LAMBERTINI, Bartolomeo
Nacque a Bologna poco prima del 1410 da Alberto di Aldraghetto e da Maddalena di Francesco Capelli. Ebbe un fratello minore, Carlo, con cui condivise l'infanzia, segnata da avversità. Orfani presto di entrambi i genitori, subirono nel 1412 l'ostilità del nonno Aldraghetto, che nel testamento lasciò loro la sola quota legittima e nominò eredi universali i loro zii, figli di secondo letto. Ne sortì una profonda frattura tra i due rami dei discendenti di Aldraghetto, evidenziatasi nella causa promossa nel giugno 1417 dal curatore del L. e del fratello contro gli zii e la madre di costoro per la revoca del testamento e l'apertura della successione ab intestato. La causa fu conclusa da una transazione, che non eliminò risentimenti e attriti. La quota legittima e i beni pervenuti man mano ai due fratelli per eredità dalla nonna paterna, dalla madre e dai parenti di questa formarono comunque un patrimonio in grado di assicurare loro condizioni di vita consone a quelle dell'alta nobiltà cittadina.

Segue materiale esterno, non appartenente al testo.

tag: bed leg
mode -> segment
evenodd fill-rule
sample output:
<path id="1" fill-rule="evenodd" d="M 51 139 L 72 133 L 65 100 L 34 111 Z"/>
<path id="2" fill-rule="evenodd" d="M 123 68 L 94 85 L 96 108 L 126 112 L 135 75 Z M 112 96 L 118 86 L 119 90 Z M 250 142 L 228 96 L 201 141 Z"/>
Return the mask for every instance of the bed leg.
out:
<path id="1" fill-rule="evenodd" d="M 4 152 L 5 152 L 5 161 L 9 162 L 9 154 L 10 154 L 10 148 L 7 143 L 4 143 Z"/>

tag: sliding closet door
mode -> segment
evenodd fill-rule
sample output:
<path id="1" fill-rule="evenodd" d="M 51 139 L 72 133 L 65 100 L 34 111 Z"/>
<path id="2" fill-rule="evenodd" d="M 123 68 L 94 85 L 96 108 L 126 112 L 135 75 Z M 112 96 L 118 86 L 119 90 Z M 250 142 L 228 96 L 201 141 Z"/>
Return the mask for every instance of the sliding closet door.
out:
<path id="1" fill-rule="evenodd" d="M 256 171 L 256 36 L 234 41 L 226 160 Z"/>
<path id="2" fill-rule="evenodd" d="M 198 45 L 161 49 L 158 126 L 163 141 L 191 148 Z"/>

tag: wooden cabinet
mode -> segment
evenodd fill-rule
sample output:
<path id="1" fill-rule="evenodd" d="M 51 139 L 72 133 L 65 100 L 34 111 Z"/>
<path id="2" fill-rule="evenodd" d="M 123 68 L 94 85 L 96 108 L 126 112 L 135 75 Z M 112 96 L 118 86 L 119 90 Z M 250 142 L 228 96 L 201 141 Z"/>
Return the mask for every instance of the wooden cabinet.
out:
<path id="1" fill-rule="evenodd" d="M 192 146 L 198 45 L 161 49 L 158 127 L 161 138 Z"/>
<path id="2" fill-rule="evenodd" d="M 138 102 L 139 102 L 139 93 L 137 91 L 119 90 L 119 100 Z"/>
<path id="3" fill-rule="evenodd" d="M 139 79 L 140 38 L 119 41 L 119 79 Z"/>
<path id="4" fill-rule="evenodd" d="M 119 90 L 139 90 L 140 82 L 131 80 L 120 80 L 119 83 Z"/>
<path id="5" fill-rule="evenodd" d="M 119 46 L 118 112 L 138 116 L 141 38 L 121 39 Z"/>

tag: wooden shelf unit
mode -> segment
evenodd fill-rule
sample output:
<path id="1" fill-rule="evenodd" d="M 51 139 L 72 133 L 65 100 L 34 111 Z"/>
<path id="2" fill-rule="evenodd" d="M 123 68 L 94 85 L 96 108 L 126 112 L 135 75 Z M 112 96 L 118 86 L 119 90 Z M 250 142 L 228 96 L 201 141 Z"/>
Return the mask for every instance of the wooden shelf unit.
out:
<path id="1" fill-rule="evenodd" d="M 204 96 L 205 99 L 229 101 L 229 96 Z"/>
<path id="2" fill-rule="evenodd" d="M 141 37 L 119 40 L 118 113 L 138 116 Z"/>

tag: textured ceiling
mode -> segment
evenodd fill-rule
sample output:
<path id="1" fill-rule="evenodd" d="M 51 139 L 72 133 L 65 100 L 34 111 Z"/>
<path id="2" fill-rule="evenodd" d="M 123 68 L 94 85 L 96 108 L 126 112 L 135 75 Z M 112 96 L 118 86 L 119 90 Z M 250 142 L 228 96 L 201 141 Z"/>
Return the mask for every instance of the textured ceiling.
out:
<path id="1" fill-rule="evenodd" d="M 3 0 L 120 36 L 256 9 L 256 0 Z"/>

A Bologna il L. frequentò lo Studio con ottimi risultati; il 6 sett. 1431 superò con votazione unanime l'esame privato, prova tecnica finale del corso di diritto civile, e subito dopo anche l'esame pubblico, e fu così insignito del titolo di doctor iuris. Il dottorato fu accompagnato, come prescritto, da un incarico di insegnamento, la lettura del Volumen, cui seguì, rara nella sua immediatezza, la cooptazione nel Collegio dei dottori di diritto civile, deliberata il 29 marzo 1432. Il L. si era indirizzato anche al diritto canonico e il 4 febbr. 1436 superò le prove finali del relativo corso. Chiese quindi la cooptazione nel Collegio dei dottori di diritto canonico e di nuovo la richiesta fu accolta in tempi brevi, il 15 nov. 1437. Vi fece seguito il relativo insegnamento e, lasciata la lettura del Volumen, il L. assunse quella del Liber sextus e delle Clementinae. Doctor in utroque, il L. si era dunque inserito immediatamente ai più alti livelli istituzionali dello Studio, i Collegi legali. Ne sostenne i ruoli con determinazione, fin dal suo primo priorato del Collegio civile nel settembre 1437. Il governatore pontificio era intervenuto alla riunione del Collegio per forzarne le decisioni circa la cooptazione di un nuovo membro, ma i dottori, con l'evidente sostegno del L., respinsero decisamente l'intromissione, nonostante il candidato, Gaspare d'Arengheria, fosse giurista di alto valore, come pochi anni dopo lo stesso L., di nuovo priore, ebbe correttamente ad ammettere.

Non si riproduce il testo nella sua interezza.